Detection of cardiomyocyte purity: The cells to be tested were counted, fixed with 4% PFA, and prepared with DPBS to make 100 μL, of cell suspension with a concentration of 1×10⁷ cells/ml. After the cells were centrifuged, 70 μL of 1% BSA and 20 μL of FCR Blocking Reagent were added and blocked at room temperature for 30 minutes. Then, 10 μL of Anti-Cardiac Troponin T-FITC was added, mixed and incubated at room temperature in the dark for 30 minutes. The cells were washed with DPBS and centrifuged, and then analyzed by flow cytometry. The control group was incubated with 80 μL of 1% BSA and 20 μL of FCR Blocking Reagent.

Detection of fibroblast purity: The cells to be tested were counted, fixed with 4% PFA, and prepared with DPBS to make 100 μL of cell suspension with a concentration of 1×10⁷ cells/ml. After the cells were centrifuged, 75 μL of 1% BSA and 20 μL of FCR Blocking Reagent weer added and blocked at room temperature for 30 minutes. Then, 5 μL of Anti-human Vimentin Alexa 488 was added, mixed and incubated at room temperature in the dark for 30 minutes. The cells were washed with DPBS and centrifuged, and then analyzed by flow cytometry. The control group was incubated with 80 μL of 1% BSA and 20 μL of FCR Blocking Reagent.

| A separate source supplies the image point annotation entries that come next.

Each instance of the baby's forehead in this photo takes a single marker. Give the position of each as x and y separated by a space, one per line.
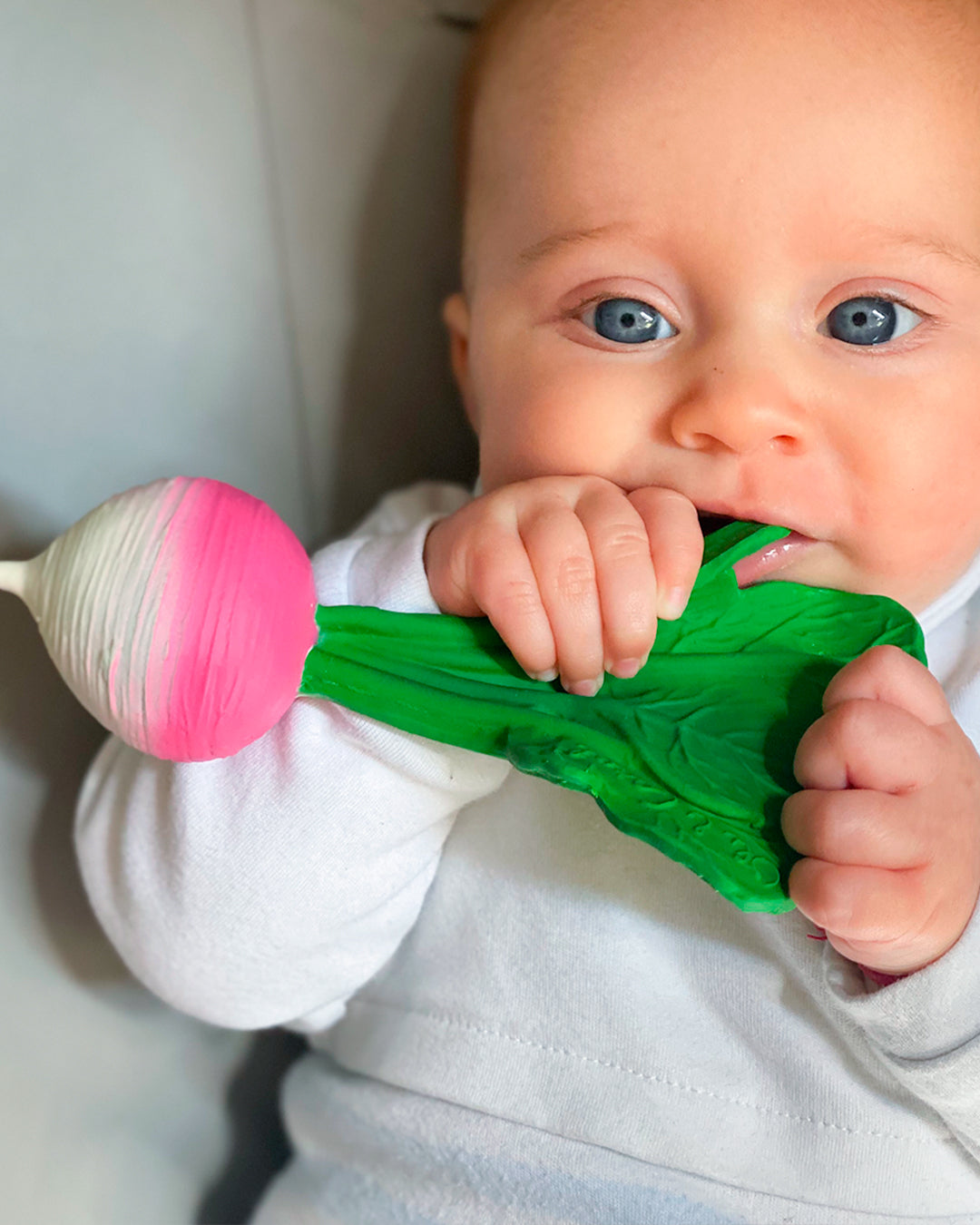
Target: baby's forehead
535 49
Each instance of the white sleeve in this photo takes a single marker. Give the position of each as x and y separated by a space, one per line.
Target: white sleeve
265 888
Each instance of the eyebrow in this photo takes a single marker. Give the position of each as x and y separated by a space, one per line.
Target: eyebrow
923 244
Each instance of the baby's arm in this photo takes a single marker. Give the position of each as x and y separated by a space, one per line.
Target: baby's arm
571 571
267 887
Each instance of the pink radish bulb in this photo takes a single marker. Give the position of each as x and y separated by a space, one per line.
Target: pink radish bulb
179 612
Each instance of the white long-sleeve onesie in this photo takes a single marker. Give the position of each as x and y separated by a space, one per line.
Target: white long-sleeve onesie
516 1012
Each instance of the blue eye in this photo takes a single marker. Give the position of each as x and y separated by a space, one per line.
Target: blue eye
629 321
870 321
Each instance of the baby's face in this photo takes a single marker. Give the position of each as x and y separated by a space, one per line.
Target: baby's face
688 220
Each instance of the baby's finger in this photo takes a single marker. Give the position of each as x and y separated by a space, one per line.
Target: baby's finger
872 916
501 580
623 574
676 545
888 674
858 828
565 573
867 744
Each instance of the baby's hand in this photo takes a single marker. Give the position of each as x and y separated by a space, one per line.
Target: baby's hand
889 819
571 571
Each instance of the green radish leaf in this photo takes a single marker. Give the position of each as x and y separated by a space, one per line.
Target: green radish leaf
692 755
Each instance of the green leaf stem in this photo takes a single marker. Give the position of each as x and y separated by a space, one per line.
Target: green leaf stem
692 755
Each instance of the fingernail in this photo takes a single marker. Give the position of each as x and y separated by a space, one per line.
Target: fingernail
675 603
585 689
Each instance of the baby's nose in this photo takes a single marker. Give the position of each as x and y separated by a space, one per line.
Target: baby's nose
739 413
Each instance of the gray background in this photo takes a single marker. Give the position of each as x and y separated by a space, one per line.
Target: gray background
226 230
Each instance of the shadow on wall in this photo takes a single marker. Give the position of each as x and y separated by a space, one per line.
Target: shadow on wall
43 728
403 424
403 420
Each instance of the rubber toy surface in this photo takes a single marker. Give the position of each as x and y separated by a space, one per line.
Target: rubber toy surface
182 615
692 755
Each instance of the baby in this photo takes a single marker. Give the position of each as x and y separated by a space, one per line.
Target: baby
721 259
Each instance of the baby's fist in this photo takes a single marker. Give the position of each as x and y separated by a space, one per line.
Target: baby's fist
888 818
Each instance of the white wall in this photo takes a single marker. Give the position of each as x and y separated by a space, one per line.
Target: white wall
226 228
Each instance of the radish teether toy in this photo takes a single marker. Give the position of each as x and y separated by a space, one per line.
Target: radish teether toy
184 618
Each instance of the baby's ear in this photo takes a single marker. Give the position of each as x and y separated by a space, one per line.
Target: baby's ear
456 318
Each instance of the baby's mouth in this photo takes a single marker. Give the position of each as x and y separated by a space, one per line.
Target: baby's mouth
710 524
765 564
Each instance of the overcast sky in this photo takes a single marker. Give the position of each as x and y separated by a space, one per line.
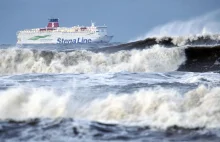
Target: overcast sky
126 19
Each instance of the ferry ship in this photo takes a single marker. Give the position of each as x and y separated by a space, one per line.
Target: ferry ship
54 34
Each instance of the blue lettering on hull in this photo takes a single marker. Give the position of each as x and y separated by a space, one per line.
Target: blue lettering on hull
73 41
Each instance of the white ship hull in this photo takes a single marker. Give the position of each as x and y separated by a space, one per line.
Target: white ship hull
62 38
53 34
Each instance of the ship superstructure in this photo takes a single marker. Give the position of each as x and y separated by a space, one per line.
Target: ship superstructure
54 34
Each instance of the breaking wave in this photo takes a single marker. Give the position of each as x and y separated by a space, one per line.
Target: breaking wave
155 59
202 25
157 107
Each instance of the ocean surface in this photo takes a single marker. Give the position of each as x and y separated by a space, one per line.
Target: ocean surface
157 89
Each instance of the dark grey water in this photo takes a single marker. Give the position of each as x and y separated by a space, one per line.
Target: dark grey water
125 95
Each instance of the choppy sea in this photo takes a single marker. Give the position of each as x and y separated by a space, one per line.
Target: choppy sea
157 89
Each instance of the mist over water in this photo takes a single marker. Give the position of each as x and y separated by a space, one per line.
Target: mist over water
207 24
165 87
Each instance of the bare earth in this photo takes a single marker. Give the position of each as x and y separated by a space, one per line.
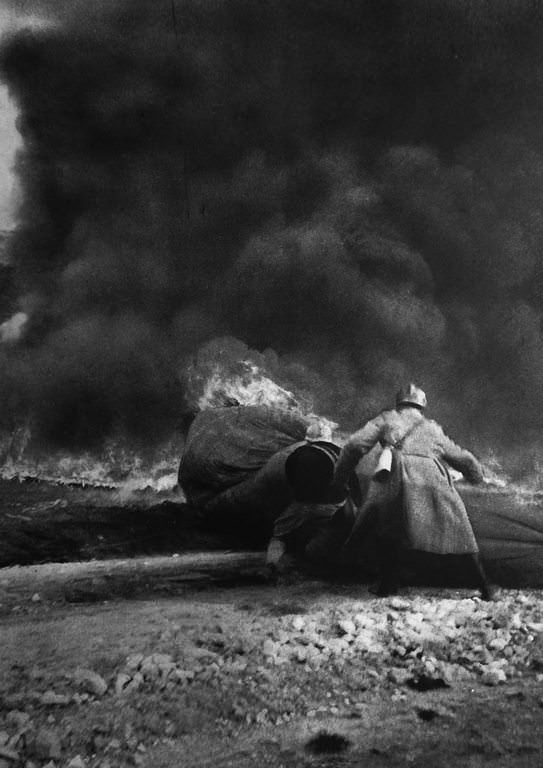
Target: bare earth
308 674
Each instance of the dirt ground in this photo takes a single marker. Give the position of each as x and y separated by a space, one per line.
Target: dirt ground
195 660
267 676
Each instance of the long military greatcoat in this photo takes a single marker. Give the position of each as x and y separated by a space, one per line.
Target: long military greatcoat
418 504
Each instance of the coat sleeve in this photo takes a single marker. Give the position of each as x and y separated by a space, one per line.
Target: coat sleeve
356 447
462 460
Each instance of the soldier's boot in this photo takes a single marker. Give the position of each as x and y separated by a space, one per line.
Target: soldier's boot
281 565
488 590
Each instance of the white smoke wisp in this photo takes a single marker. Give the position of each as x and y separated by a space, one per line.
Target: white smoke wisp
12 330
251 386
248 387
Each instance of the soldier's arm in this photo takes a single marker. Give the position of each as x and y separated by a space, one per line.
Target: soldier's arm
356 447
462 460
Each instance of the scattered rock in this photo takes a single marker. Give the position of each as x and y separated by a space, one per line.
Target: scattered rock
7 754
493 677
77 762
17 719
121 683
50 698
46 744
90 681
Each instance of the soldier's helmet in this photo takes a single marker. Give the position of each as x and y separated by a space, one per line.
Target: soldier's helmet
411 395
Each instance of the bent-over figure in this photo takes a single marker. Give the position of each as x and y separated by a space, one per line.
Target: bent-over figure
416 504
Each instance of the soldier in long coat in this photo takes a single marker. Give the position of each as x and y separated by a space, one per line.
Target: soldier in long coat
416 503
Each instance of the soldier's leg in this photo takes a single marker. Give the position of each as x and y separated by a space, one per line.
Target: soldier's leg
488 590
389 561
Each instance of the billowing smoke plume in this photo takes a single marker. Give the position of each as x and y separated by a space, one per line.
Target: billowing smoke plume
355 187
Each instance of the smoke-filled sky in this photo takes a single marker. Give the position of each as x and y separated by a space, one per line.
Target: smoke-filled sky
355 186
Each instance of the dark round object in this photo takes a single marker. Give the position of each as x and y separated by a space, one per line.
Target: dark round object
310 471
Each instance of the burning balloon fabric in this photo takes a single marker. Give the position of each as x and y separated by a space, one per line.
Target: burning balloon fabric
351 190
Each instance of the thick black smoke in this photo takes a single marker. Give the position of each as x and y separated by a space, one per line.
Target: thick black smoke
353 184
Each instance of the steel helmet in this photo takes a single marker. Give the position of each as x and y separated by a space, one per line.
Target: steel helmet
411 395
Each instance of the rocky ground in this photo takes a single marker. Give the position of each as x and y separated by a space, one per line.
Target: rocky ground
297 675
194 660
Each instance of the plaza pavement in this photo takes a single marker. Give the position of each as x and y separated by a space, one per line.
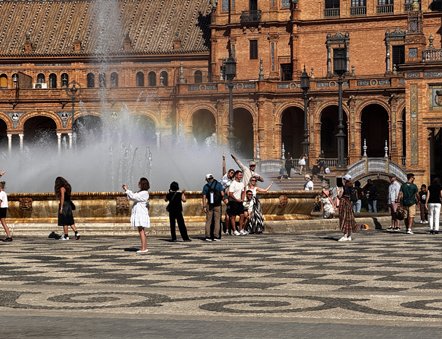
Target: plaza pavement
305 285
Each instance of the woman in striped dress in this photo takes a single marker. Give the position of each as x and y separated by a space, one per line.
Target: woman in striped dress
347 222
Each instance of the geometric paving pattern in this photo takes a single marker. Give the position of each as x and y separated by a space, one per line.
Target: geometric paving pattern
379 275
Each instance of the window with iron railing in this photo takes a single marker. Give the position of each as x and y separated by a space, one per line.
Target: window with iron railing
332 8
407 5
385 7
225 5
358 7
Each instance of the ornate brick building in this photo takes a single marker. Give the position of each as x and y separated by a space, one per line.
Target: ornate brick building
64 64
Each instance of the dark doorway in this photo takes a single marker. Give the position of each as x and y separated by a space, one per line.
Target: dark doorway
292 131
40 132
203 125
243 133
374 129
329 129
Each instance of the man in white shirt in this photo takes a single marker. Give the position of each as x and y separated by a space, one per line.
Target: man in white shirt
236 208
393 202
308 186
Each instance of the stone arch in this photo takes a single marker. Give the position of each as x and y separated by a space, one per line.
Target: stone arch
204 126
375 128
40 132
329 121
292 131
7 120
51 115
87 128
243 121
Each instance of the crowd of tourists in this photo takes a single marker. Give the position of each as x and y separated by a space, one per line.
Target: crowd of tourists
232 206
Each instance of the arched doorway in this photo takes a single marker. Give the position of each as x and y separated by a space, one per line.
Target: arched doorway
292 132
329 129
374 129
243 133
41 133
203 126
87 129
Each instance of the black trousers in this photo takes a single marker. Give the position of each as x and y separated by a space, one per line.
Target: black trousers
178 217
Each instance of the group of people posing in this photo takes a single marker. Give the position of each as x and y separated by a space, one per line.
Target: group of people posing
237 190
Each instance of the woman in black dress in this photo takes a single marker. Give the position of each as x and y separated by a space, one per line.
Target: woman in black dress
175 209
65 217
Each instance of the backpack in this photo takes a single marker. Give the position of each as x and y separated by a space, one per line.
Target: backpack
354 195
217 197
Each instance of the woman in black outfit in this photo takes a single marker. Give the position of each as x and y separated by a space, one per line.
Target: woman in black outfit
175 209
63 191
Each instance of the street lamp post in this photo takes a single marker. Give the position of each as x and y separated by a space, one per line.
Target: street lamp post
340 68
16 86
73 90
305 86
230 73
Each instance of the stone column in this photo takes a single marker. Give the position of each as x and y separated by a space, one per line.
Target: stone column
70 140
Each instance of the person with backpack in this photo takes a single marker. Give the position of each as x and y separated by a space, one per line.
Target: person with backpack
371 193
347 222
409 197
175 209
356 198
212 197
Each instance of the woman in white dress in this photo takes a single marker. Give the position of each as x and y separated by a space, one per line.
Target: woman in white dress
140 213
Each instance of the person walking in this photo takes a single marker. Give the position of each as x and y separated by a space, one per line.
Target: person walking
433 203
175 209
423 208
409 197
347 222
212 196
302 162
359 193
393 202
4 210
236 208
288 165
308 185
139 218
63 192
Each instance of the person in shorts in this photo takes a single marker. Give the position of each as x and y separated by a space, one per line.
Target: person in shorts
4 210
409 197
236 207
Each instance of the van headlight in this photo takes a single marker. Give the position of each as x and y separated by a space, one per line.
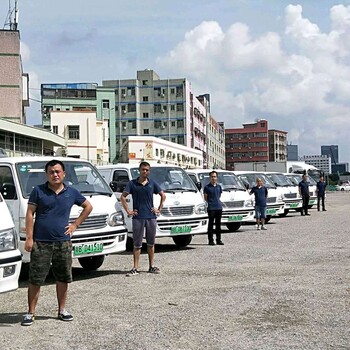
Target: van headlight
8 240
201 209
116 219
249 203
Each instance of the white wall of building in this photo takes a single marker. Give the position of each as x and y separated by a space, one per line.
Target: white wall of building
86 137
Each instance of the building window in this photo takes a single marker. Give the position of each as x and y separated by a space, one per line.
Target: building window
131 107
73 132
180 123
179 107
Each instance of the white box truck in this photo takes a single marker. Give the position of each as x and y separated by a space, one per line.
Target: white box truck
10 255
237 204
184 212
102 233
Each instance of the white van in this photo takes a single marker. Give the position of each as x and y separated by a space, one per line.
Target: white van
102 233
290 194
274 201
237 204
10 256
184 213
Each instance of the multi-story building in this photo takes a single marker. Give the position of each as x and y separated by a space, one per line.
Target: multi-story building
332 152
247 144
85 137
321 162
13 82
292 152
277 145
145 106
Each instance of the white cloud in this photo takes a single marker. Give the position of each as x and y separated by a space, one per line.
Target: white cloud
300 81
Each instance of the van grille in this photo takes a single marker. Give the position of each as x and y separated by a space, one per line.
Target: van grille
233 204
92 222
178 211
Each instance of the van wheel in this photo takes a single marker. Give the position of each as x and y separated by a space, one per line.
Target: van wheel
286 211
91 263
129 244
182 241
233 226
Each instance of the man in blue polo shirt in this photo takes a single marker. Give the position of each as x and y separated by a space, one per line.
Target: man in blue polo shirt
212 193
48 239
305 195
144 215
260 193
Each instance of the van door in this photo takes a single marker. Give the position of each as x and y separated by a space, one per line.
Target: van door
11 193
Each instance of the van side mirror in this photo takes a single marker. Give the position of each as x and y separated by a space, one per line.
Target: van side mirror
117 186
8 191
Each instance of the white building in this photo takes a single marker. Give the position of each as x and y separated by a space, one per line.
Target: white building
321 162
85 136
156 150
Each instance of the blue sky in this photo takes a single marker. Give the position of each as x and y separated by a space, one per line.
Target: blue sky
285 61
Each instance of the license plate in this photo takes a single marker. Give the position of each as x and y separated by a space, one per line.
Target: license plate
235 218
271 211
80 249
180 229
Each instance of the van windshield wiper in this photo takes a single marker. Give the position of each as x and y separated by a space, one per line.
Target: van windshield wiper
94 193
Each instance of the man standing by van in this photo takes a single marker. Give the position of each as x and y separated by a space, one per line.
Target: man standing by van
212 193
49 239
144 215
260 194
321 192
305 195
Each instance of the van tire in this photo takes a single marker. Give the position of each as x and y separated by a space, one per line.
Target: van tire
233 226
91 263
285 213
182 241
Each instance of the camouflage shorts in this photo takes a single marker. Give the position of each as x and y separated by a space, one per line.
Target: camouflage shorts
45 254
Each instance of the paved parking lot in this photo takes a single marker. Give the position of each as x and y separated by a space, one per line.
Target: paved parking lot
284 288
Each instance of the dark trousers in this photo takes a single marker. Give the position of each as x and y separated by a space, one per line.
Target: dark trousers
214 217
305 208
320 198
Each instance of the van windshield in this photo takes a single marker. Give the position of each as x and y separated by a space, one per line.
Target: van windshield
279 179
228 181
80 175
250 179
169 178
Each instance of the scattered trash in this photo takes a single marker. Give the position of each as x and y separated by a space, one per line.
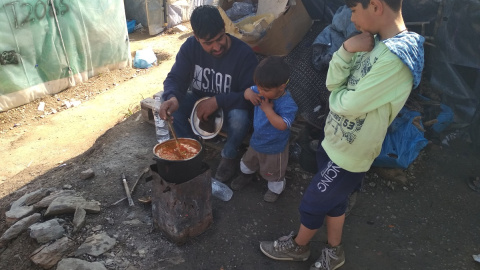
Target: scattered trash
144 58
131 25
451 137
179 29
239 10
474 183
138 26
75 103
89 173
41 106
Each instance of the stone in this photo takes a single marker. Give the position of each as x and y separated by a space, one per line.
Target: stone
45 202
77 264
22 207
68 205
15 214
96 245
79 219
19 227
48 255
87 174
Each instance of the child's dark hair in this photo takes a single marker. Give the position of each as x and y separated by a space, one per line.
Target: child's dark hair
206 22
395 5
271 72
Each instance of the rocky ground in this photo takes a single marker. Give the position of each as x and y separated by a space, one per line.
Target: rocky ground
430 221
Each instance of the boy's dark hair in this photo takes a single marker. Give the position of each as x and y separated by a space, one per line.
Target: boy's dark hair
271 72
206 22
395 5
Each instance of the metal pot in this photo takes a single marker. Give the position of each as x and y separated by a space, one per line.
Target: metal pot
179 171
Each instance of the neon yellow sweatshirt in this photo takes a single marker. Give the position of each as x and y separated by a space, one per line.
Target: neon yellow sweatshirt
368 89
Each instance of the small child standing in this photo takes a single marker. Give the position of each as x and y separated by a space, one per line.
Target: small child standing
274 113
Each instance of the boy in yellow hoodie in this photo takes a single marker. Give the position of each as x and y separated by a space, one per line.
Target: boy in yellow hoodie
370 78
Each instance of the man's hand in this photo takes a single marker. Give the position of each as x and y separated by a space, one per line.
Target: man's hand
206 107
363 42
168 107
252 97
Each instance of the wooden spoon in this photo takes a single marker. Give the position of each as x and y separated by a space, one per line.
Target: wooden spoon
169 122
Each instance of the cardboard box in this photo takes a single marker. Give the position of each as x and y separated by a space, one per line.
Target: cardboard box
290 24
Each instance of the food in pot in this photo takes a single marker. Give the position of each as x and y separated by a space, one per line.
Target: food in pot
169 150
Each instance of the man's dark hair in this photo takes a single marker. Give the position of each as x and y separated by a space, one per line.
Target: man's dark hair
395 5
271 72
206 22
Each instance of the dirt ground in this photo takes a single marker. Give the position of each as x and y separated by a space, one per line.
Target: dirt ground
431 222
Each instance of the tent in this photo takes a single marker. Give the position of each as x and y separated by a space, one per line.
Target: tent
47 46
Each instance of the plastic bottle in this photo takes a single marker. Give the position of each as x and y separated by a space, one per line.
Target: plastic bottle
161 128
221 191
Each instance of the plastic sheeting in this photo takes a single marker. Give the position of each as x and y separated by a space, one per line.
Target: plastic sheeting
456 59
45 50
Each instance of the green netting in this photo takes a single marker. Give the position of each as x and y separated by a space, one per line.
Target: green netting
94 36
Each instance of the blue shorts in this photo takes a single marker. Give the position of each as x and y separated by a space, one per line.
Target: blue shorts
327 194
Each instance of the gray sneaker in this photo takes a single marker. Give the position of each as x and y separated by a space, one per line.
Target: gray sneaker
285 249
226 169
331 258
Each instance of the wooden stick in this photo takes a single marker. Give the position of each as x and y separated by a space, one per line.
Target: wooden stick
127 190
133 188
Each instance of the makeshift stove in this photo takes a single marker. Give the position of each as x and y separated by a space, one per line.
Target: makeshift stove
181 197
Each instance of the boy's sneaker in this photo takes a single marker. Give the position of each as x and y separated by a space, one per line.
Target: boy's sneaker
270 196
285 249
241 181
331 258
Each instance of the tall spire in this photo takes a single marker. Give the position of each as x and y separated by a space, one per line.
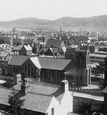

Detection of residual pluripotent stem cells: The cells to be tested were counted, fixed with 4% PFA, and prepared with DPBS to make 100 μL of cell suspension with a concentration of 1×10⁷ cells/ml. The cells were centrifuged and blocked and incubated with the following diluted antibodies: Anti-SSEA-4-PE, PE Mouse anti-human Nanog and PE Mouse anti-Oct3/4. Analysis was performed by using flow cytometry.

According to the step of cardiomyocyte purification provided in the present disclosure, the cardiomyocytes purified in the cardiomyocyte purification medium at day 7 had a purity of 71.49%, the purity of fibroblasts was 22.38%, and the residual amount of pluripotent stem cells was 4.2%. When the purification time of the cells in the cardiomyocyte purification medium was extended to 12 days, and then the purified cells were cultured in cardiomyocyte culture medium containing STF-31 at a concentration of 0.75-5 μM for 2 days, the detection results of the purity of cardiomyocytes, the purity of fibroblasts and the residual amount of pluripotent stem cells by flow cytometry showed that the purity of cardiomyocytes was 94.42%, the content of fibroblasts was 3.15%, and the residual amount of induced pluripotent stem cells was 0.53%.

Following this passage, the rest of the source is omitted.